Melalui sebuah surat terbuka, 71 akademisi top China mengingatkan semakin tidak seimbangnya perekonomiann telah memicu kekerasan sosial dan pemberontakan bisa meledak jika reformasi tidak segera diterapkan, kata Hu Xingdou, salah seorang akademisi yang menandatangani petisi itu, kepada AFP, Senin ini.

"Bila reformasi sistematis yang mendesak dan diinginkan masyarakat China mengalami kemunduran dan stagnasi, maka korupsi dan ketidakpuasan sosial akan mendidihkan satu titik krisis," bunyi surat yang dipostoing via Internet pekan lalu itu.

"China sekali lagi akan kehilangan kesempatan mencapai reformasi damai dan tergelincir kepada gejolak serta kekacauan akibat revolusi berdarah."

Dokumen itu mengingatkan orang pada Piagam 08 yang merupakan seruan berani bagi reformasi politik pada 2008 yang sebagian besar ditulis pembangkang politik Liu Xiaobo.

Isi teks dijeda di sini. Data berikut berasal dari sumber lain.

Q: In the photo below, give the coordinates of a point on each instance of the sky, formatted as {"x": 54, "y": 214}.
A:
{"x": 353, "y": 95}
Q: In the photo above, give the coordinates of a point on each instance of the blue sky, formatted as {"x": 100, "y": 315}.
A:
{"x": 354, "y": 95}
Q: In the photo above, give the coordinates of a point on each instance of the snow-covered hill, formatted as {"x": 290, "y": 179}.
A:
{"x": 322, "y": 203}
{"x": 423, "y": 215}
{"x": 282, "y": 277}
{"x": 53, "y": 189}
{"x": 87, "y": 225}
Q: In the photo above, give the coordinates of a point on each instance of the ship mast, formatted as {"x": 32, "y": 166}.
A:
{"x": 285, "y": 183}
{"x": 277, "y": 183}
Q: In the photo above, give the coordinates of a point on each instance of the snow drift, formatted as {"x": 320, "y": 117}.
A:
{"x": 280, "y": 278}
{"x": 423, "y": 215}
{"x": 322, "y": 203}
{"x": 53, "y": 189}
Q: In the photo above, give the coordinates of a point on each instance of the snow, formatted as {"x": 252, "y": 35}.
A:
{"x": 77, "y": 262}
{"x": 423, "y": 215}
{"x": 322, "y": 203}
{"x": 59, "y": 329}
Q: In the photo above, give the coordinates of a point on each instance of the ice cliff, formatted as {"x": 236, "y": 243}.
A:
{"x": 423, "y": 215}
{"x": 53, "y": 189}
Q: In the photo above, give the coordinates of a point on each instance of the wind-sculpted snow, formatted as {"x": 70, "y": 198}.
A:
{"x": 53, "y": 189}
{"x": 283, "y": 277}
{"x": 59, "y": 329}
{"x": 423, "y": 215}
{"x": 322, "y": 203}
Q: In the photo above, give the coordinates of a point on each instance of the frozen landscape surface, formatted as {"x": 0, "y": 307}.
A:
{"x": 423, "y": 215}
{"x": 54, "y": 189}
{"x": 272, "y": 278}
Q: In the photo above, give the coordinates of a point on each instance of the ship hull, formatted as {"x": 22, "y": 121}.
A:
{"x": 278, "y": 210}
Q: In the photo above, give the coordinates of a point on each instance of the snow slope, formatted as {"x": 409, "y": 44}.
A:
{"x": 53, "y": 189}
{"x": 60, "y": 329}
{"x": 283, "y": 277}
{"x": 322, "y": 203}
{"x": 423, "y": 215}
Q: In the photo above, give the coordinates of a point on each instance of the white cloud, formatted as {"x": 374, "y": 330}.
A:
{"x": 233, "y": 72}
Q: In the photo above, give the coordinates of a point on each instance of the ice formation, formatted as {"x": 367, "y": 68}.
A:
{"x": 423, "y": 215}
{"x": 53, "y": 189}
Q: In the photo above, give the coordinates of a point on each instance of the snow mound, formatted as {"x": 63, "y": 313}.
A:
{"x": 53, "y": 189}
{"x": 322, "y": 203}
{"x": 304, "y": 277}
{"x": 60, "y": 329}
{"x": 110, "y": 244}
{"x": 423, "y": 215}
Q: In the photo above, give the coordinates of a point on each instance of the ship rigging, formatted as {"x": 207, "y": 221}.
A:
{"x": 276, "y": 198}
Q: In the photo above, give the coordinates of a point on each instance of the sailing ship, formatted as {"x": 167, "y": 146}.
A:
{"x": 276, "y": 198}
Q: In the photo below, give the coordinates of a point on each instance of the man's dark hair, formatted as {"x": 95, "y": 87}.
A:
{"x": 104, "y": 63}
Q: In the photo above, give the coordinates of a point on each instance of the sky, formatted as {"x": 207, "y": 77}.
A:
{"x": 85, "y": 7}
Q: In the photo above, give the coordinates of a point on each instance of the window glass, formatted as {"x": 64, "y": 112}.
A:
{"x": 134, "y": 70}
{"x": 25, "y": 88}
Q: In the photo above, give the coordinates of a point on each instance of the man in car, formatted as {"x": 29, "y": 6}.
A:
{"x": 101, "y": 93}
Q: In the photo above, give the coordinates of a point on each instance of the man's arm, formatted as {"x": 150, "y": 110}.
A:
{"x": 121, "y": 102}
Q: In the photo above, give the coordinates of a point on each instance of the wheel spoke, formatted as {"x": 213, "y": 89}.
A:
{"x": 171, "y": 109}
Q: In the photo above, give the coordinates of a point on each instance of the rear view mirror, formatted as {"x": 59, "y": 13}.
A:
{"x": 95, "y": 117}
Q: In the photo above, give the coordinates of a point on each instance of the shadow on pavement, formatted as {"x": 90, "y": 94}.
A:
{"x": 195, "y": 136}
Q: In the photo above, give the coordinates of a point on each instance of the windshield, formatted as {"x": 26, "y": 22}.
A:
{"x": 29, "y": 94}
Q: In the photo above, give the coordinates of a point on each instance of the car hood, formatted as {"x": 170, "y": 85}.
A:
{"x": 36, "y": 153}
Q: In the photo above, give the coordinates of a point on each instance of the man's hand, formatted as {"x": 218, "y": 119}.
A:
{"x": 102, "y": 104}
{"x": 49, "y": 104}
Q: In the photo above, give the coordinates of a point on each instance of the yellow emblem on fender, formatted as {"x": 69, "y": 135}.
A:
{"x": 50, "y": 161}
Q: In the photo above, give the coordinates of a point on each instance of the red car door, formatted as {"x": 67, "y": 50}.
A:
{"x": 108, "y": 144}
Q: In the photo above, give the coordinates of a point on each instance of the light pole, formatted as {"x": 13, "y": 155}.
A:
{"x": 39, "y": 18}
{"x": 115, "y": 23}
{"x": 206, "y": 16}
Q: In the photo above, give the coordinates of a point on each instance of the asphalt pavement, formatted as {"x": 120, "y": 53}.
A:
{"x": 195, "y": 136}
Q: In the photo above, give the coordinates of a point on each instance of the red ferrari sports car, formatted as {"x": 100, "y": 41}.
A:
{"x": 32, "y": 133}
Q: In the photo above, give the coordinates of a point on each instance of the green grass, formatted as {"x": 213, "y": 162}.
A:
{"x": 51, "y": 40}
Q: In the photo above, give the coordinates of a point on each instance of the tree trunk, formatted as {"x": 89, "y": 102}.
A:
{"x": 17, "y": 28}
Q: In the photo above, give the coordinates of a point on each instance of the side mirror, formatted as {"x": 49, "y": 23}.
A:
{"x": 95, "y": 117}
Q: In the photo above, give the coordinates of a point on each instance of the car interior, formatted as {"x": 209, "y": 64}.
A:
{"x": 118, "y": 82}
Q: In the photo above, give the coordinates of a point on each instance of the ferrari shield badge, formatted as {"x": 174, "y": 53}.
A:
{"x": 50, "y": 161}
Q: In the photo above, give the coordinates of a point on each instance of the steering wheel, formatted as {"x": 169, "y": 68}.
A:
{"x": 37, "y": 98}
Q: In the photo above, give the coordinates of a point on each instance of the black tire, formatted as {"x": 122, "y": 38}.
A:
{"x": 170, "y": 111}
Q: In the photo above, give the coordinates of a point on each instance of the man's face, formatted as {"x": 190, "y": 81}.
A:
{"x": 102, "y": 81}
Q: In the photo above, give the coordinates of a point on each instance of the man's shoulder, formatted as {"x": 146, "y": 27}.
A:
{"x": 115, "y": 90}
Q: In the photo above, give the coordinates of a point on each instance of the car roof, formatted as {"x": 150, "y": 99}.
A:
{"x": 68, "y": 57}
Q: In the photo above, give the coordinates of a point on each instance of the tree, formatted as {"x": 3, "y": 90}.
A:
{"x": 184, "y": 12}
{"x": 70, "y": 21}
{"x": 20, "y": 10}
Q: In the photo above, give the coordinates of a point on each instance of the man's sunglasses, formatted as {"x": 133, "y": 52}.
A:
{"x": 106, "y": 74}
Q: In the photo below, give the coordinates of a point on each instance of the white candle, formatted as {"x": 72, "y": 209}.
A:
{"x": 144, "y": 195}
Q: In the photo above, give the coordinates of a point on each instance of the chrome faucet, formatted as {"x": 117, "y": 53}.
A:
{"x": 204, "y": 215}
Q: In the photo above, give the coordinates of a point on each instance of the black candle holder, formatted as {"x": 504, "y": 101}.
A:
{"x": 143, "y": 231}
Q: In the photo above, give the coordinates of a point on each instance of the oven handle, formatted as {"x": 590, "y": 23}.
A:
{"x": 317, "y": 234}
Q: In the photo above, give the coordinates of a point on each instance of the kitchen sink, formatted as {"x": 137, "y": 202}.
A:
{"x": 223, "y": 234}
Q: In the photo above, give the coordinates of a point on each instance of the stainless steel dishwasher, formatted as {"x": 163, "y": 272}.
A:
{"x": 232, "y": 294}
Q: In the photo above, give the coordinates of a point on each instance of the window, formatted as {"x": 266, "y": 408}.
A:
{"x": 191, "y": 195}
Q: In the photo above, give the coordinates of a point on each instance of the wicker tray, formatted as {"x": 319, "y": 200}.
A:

Liu dijatuhi hukuman penjara 11 tahun karena tuduhan subversi. Pada 2010, Liu dianugerahi Hadiah Nobel Perdamaian, yang membuat marah para penguasa komunis China.

Jika pada Piagam 08 para pengaju petisi terang-terangan menginginkan demokrasi ala Barat, maka pada petisi terakhir ini para aktivias hanya mendesak Partai Komunis menerapkan sepenuhnya kebebasan berbicara, kebebasan pers dan berorganisasi.

"Sekali saja kita melawan gelombang demokrasi, hak asasi manusia, aturan perundang-udangan dan pemerintahan konstitusional, maka rakyat akan mengalami malapetaka dan stabilitas sosial politik mustahil tercipta," kata petisi itu.

Hu, ekonom terkemuka dari Institut Teknologi Beijing mengatakan bahwa sebagian besar yang menandatangani petisi adalah para akademisi yang bekerja untuk pemerintah.

Dia menepis kemungkinan penguasa akan melancarkan perburuan kepada mereka, dan menambahkan bahwa petisi itu ditata dalam rangka mendukung janji pemimpin baru China Xi Jinping untuk menegakkan hukum dan mengendalikan partai yang citranya memburuk akibat serangkaian skandal suap.

"Surat kami lebih bersahabat, rasional dan berjenjang... ini adalah tanggapan atas pidato Sekretaris Jenderal Xi Jinping yang berjanji menerapkan kewenangan konstitusional. Jadi surat ini tidak sama dengan Piagam 08," kata Hu seperti dikutip AFP.